Yes and no.
Yes, because the genetic material in the nucleus is constantly "expressing" some genes and turning others off, and which genes are being expressed determines what proteins and enzymes are produced, which in turn regulates cell behavior and gene expression. We cannot currently control what the nucleus is doing, so cloning from a somatic cell consistes of snatching the nucleus from one cell and injecting it into an egg cell that has already had the haploid nucleus removed, then jolting it with a miniscual electrical current to sort of jumpstart things. This is basically the equvalent of throwing your shoe at the TV to change to your favorite channel. Sometimes the nucleus is able to take a cue from the surrounding cytoplasm and reset itself to work as a zygote nucleus, but more often it doesn't.
But even with improved techniques (and there is a lot of room for improvement) the fact remains that some specialized cells don't just have different sequences expressed, they may have actually lost certain parts of the DNA and thus not have a full set (some specialized cells don't have nuclear DNA at all). These types of cells simply cannot provide a nucleus for cloning. By contrast, most types of cells have a complete set of DNA.

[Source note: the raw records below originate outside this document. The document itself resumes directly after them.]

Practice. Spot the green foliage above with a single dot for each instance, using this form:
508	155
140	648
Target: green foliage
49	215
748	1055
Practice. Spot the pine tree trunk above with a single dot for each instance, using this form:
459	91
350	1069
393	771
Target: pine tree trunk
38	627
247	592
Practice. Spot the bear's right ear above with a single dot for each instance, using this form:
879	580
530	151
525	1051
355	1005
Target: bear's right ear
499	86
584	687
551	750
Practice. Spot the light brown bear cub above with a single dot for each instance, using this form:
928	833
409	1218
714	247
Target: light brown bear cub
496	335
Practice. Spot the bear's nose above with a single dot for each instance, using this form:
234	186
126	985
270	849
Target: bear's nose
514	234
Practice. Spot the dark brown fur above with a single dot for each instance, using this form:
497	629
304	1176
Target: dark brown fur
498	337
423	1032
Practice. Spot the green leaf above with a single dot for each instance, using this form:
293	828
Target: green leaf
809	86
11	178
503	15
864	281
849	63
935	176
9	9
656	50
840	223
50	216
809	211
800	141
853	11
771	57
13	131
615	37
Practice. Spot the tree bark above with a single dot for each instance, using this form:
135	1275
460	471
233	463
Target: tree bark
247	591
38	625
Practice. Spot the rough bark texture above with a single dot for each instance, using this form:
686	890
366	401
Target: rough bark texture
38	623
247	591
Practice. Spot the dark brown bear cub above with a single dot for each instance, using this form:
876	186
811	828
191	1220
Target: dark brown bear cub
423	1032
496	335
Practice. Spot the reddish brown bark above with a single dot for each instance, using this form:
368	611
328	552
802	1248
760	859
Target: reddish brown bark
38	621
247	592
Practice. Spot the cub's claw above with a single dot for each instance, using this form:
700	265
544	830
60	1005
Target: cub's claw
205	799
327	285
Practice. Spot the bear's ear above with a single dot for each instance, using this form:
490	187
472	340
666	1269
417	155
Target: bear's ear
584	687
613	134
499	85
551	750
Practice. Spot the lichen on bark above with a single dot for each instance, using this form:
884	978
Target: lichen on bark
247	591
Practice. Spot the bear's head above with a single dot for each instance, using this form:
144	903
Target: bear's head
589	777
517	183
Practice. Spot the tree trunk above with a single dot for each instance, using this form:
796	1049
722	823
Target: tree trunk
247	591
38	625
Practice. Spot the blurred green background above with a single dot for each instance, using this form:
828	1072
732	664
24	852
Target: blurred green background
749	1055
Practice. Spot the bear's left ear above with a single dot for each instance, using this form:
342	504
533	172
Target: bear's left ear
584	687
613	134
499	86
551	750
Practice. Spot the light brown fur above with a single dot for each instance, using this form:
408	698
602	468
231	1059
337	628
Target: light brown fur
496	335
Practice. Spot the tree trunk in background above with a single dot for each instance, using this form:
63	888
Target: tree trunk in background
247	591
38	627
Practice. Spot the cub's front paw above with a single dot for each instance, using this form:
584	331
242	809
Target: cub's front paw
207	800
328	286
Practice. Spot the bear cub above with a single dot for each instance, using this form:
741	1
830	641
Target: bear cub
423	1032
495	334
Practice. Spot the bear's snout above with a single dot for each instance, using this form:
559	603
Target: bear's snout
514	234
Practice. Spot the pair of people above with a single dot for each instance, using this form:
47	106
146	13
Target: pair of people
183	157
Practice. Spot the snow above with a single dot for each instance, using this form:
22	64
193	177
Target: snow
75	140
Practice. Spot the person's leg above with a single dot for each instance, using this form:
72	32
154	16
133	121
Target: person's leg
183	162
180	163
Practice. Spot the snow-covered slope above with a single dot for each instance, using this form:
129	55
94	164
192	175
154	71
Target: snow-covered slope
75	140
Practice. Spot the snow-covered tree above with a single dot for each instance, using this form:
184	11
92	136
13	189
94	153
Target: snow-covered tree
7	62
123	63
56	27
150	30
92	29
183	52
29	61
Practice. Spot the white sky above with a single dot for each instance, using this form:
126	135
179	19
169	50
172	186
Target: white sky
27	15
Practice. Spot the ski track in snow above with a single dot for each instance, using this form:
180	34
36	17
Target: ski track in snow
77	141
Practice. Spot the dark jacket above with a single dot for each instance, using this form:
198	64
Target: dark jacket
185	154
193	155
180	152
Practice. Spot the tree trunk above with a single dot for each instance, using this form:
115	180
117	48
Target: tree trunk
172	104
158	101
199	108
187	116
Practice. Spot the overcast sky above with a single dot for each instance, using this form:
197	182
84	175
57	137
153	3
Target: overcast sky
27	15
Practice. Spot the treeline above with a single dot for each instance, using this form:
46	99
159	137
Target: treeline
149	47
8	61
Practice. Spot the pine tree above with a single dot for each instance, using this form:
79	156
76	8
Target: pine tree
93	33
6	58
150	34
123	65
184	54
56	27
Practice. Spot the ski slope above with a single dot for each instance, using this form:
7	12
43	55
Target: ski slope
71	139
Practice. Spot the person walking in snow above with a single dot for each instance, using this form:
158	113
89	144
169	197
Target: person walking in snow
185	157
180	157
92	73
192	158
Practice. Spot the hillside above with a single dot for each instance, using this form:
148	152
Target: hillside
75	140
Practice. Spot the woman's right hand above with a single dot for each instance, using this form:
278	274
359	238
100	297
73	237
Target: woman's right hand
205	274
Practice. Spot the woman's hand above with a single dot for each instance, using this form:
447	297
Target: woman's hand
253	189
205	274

The barrier that is currently insuperable, though, is telomere decay and the lack of controlled means of activating the telomerase reaction. Telomeres are the terminal ends of each chromosome. Every time a cell divides and the DNA replicates, both copies end up with one less telomere. All living cells have a process that reverses this decay, but in multicelled organisms this is turned off for any cells not involved in reproduction. Because the reproductive cells are rare, hard to get at, and tend to want to divide into haploid cells, it is impractical to clone from them (it would be difficult, painful for the donor, and you would just end up with a cell that would divide into two eggs instead of developing into a blastocyst the way a zygote is supposed to). Thus, this problem is more akin to...trying to record a three hour movie on a two hour tape.
Given current methods, even a successful clone (normal genetics, normal development, normal growth) will hit a wall as the cells become too old to continue dividing (which is essential for tissue repair). For instance, Dolly (the sheep) now has symptoms of aging consistent with a sheep more than twice her actual age (arthritis and other degenerative conditions). Her cells cannot continue to divide, because they've reached the division limit already (or have begun to approach it, the division limit is not a sudden stop, as the cell approaches it it becomes progressively less capable of dividing or carrying out other activities). Soon she'll be riddled with cancers as the cells at the limit begin to mutate (when the telomeres are gone, the ends of the chomosomes unravel and the cell either dies or goes renegade, rebuilding the telomeres "illegally" and breaking any other rules that seem too restrictive--I know that's an egregious anthropomorphism, what actually happens is an example of microevolution, all the cells that don't break the rules are selected against and those that do break the rules reproduce and thus predominate, there is no element of consciousness or volition).
Cancers always begin to appear once the division limit is reached, this is pretty consistent for all mammals and probably most animals generally. This is the genetic instability which is related to telomere decay, and is not a question of what type of cell the nucleus belongs to, and is the ultimate limiting factor on the lifespan of a multicellular organism.